Ficha da espécie

Página individual com descrição, ecologia, conservação e fontes consultadas.

Prancha em estilo de caderno de campo de Arara-azul-de-lear: paisagem da Caatinga ao fundo e silhueta esquemática do grupo aves

Aves · Caatinga

Arara-azul-de-lear

Anodorhynchus leari

Grupo
Aves
Alimentação
Herbívoro
Biomas
Caatinga
Conservação (UICN)
EN — Em perigo
Publicação
Última atualização

Descrição

A arara-azul-de-lear é uma arara grande endêmica da Caatinga do norte da Bahia.

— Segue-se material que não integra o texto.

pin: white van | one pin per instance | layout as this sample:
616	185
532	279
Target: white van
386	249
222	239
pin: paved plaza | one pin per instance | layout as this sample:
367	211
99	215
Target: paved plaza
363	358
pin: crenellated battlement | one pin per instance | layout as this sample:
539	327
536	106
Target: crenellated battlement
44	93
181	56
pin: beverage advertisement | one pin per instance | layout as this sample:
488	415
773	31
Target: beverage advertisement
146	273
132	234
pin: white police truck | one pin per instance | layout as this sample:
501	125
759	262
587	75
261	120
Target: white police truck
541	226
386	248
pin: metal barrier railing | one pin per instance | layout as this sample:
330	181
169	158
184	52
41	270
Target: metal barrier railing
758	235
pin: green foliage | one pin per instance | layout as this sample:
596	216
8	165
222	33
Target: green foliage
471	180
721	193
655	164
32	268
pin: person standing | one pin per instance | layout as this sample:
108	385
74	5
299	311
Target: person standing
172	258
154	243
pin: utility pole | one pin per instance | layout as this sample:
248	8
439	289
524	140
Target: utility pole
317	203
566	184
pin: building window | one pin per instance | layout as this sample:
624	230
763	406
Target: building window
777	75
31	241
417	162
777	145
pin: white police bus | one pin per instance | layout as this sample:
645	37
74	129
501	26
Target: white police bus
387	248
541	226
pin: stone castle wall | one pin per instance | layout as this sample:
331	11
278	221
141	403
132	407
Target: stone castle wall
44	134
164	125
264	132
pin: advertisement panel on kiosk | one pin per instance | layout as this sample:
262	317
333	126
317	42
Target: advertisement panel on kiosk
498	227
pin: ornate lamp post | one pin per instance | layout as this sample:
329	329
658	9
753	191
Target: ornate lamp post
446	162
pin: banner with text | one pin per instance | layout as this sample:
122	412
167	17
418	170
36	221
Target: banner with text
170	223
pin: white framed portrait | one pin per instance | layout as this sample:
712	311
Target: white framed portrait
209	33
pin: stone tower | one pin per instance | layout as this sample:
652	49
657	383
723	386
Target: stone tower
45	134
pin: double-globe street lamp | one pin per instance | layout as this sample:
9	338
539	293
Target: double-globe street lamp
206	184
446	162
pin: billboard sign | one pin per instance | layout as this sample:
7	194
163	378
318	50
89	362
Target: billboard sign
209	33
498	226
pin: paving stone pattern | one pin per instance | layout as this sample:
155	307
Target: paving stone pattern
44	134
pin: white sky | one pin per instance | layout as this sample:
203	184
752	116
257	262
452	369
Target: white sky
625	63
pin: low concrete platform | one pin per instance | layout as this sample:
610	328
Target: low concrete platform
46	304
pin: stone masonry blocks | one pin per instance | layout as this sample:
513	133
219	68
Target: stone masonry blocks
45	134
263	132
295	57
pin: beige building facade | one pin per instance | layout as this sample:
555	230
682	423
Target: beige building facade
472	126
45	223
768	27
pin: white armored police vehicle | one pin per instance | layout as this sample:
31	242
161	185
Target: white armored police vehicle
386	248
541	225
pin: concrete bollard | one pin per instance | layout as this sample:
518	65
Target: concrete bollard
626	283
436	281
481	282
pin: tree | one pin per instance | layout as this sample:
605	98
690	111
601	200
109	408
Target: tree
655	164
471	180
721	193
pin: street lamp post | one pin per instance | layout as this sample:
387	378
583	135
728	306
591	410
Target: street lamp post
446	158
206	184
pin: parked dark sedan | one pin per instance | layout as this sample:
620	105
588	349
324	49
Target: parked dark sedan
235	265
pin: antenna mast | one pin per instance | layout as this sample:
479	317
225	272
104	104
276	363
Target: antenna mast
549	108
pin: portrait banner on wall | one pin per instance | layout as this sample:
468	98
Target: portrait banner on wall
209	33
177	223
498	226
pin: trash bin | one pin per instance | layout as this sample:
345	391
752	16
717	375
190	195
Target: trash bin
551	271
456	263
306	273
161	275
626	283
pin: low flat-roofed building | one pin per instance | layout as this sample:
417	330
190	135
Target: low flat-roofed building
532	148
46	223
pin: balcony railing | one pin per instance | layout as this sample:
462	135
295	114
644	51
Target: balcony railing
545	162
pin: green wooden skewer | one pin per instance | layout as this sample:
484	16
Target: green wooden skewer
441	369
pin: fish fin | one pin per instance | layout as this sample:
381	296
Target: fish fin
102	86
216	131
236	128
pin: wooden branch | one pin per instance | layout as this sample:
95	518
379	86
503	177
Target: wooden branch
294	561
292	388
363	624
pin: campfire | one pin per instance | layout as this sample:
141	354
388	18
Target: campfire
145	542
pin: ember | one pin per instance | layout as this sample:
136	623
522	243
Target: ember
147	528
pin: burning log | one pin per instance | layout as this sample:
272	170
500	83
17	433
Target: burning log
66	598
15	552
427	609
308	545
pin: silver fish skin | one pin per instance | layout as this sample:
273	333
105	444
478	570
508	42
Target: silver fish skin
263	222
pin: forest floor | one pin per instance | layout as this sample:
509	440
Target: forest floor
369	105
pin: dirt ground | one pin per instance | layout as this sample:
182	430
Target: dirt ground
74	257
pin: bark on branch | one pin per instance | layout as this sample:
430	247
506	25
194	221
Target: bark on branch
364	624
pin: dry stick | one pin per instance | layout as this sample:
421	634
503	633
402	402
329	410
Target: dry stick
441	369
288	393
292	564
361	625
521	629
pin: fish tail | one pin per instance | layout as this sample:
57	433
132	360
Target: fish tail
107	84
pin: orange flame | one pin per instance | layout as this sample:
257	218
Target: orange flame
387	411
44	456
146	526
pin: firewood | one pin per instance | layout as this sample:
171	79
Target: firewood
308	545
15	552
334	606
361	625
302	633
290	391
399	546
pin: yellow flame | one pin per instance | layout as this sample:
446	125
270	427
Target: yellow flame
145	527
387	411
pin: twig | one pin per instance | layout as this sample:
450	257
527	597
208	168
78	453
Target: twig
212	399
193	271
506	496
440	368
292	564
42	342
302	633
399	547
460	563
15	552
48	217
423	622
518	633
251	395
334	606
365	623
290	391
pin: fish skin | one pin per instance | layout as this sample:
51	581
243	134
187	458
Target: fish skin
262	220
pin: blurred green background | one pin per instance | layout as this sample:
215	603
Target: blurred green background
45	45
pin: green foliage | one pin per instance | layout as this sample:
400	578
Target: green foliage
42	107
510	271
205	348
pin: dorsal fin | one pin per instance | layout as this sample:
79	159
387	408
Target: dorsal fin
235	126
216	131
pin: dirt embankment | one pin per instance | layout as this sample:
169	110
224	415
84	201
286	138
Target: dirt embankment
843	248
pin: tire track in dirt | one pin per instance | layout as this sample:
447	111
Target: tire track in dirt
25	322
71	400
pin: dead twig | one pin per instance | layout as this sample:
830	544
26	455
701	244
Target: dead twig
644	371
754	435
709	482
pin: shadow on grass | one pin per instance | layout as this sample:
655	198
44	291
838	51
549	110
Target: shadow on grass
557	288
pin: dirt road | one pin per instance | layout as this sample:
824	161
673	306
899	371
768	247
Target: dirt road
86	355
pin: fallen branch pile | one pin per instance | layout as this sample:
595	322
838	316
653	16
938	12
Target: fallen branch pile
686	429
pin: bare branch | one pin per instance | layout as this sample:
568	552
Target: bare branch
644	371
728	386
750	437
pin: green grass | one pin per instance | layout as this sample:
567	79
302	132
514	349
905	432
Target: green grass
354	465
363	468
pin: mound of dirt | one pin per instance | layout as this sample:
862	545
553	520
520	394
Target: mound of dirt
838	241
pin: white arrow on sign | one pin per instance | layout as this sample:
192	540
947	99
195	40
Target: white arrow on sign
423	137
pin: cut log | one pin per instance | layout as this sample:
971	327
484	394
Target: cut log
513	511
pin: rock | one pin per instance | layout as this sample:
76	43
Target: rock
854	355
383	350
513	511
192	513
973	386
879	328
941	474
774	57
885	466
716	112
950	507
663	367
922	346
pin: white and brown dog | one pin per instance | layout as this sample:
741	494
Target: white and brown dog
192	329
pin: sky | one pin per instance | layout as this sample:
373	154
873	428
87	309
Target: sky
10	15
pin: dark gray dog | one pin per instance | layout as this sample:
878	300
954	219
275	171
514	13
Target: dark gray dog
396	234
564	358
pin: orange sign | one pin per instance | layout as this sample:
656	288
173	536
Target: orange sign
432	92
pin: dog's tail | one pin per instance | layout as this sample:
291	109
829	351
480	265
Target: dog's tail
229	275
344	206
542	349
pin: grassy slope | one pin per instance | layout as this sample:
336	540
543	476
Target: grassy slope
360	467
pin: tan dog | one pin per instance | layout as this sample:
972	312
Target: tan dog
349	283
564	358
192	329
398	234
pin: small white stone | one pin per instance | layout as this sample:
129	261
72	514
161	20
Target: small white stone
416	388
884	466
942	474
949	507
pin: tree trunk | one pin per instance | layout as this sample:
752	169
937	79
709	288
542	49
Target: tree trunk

Distingue-se da arara-azul-grande pelo tamanho um pouco menor e pela distribuição restrita às serras e aos licurizais do Raso da Catarina e entorno. A dieta depende fortemente do fruto da palmeira licurí.

Características físicas

A plumagem é azul-cobalto, com pele amarela nu ao redor dos olhos e na base da mandíbula. O bico é maciço, adaptado a quebrar cocos de licurí. Adultos medem cerca de 70 a 75 cm. Não há dimorfismo sexual evidente na cor.

Habitat

Caatinga com palmeiras Syagrus coronata (licurí) para alimentação e paredões areníticos ou calcários para dormitórios e ninhos em fendas. A espécie não ocupa caatinga degradada sem palmeiras adultas.

Distribuição geográfica

Endêmica do Brasil, com ocorrência confirmada no nordeste da Bahia, especialmente na região do Raso da Catarina e municípios vizinhos. A área reproduzível é pequena em escala nacional.

Alimentação

Especialista em licurí, cujo endosperma fornece gordura e energia. Complementa a dieta com outros frutos nativos quando disponíveis. A escassez de palmeiras adultas limita o número de araras.

Comportamento

Social, forma bandos que se deslocam entre áreas de alimentação e sítios de dormida. Vocaliza em voo com grasnidos graves. É fiel a fendas específicas de paredões.

Reprodução

Nidifica em cavidades de falésias. Põe em geral um a dois ovos. O sucesso reprodutivo depende de perturbação baixa nos paredões e de alimento nas imediações.

Longevidade

Como outras araras grandes, pode viver várias décadas; indivíduos acompanhados em programas de conservação superam 20 anos.

Papel ecológico

Dispersa e predaciona sementes de licurí. A presença de bandos indica licurizais ainda funcionais e paredões pouco perturbados.

Estado de conservação

A UICN rebaixou a espécie de Criticamente em Perigo para Em Perigo após o crescimento populacional associado a proteção e educação ambiental. O ICMBio e parceiros monitoram dormitórios. O tráfico permanece risco. Ainda ameaçada; saiu do patamar mais crítico graças à proteção de sítios de dormida e à preservação da palmeira licurí.

Principais ameaças

Perda de licurizais, captura para tráfico, perturbação de ninhos e queimadas. O sobrepastejo que impede a regeneração da palmeira reduz alimento futuro.

Curiosidades

A espécie só foi descrita formalmente em 1856, a partir de exemplares de cativeiro, e a localidade precisa na natureza demorou a ser confirmada. O nome homenageia o poeta Edward Lear, que ilustrava psitacídeos.